[Development] QList
Shawn Rutledge
Shawn.Rutledge at qt.io
Mon Mar 27 11:27:59 CEST 2017
> On 27 Mar 2017, at 10:52, Martin Smith <Martin.Smith at qt.io> wrote:
>
> It was about whether QPolygon should inherit QVector, which means that a polygon is a vector. That is kind of jolting because people don't think of a polygon as being a vector. But back in the day, calling a sequential collection of items a vector was also a jolt, because at that time, a vector was a direction and a length to most people.
Well you may think of it that way geometrically, but usually need to do the calculations with vectors in component form.
> So given the 20 year history of vector being a sequential collection of items, it isn't really a problem for QPolygon to inherit QVector, because everyone will come to think of a polygon as a vector just as we came to think of a vector as a sequential collection of items.
But vector has been overloaded further: it could also be several values aligned in memory in such a way that SIMD (vector-processing) instructions can be used. (And the idea of hardware specialized for vector processing goes way back.) IMO it would have been better to reserve the word for that use in computer science, because it’s more aligned with the mathematical sense of a fixed set of components (one component per dimension), rather than an n-ary array that can be expanded and contracted on demand. If you are processing lots of mathematical vectors, you should probably use vector instructions too. But for some reason it’s not on the radar to worry about SIMD in most code; most of us basically pretend there is no such thing. Is that because compilers are really so good at auto-vectorization that we properly should neglect it, or because the linguistic clutter makes it too confusing, or something else? Should we concern ourselves more about it? Have some features in Qt to make it easier to vectorize code?
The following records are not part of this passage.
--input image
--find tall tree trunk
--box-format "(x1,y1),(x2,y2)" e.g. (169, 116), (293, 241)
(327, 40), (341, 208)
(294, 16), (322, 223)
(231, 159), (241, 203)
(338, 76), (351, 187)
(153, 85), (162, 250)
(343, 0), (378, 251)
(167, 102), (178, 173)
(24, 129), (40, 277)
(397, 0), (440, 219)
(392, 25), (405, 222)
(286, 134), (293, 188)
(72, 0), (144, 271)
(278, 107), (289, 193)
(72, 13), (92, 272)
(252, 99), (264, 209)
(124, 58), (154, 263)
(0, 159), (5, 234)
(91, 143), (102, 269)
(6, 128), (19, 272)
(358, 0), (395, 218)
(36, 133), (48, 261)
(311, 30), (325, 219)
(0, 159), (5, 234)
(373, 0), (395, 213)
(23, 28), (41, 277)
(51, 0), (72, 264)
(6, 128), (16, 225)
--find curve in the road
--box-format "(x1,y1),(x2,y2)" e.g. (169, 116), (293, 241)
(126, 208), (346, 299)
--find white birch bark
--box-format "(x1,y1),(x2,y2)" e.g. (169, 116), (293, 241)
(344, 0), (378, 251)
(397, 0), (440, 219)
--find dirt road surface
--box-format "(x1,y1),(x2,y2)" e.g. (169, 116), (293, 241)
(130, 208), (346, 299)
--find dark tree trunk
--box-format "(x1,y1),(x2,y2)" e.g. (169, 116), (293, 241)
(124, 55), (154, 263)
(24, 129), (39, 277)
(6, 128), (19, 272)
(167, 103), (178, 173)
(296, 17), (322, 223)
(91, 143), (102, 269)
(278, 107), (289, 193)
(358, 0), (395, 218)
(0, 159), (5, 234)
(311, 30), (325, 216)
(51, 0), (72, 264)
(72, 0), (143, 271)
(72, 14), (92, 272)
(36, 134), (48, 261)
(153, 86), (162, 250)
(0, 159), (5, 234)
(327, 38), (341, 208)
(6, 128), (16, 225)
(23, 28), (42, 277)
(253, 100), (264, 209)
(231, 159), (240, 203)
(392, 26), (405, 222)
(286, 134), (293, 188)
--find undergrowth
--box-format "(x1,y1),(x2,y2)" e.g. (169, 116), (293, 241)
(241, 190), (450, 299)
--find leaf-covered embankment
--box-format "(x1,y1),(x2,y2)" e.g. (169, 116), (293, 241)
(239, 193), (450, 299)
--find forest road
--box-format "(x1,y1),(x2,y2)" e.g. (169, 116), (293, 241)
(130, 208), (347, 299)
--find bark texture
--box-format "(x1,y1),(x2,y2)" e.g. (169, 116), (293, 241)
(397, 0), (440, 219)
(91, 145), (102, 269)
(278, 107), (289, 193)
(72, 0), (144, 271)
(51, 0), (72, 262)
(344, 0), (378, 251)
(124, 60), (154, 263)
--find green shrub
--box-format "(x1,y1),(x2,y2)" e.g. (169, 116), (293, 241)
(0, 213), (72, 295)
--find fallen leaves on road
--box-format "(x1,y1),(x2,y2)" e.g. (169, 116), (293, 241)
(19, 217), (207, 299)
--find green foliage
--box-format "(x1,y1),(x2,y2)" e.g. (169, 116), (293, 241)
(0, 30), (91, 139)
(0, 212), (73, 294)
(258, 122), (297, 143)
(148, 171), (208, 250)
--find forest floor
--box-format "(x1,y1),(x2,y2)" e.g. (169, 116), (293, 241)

We have QVector2D, QVector3D and QVector4D, but those are mostly for geometric use cases, whereas float is not the only datatype to which SIMD instructions can be applied.
Still, if you have a QVector<frob> with 57 elements, you can think of it as a point in 57-dimensional frobspace, if you like. So our use of vector is not completely out of sync with the mathematical sense, even if adding and removing dimensions to our space all the time is kindof absurd.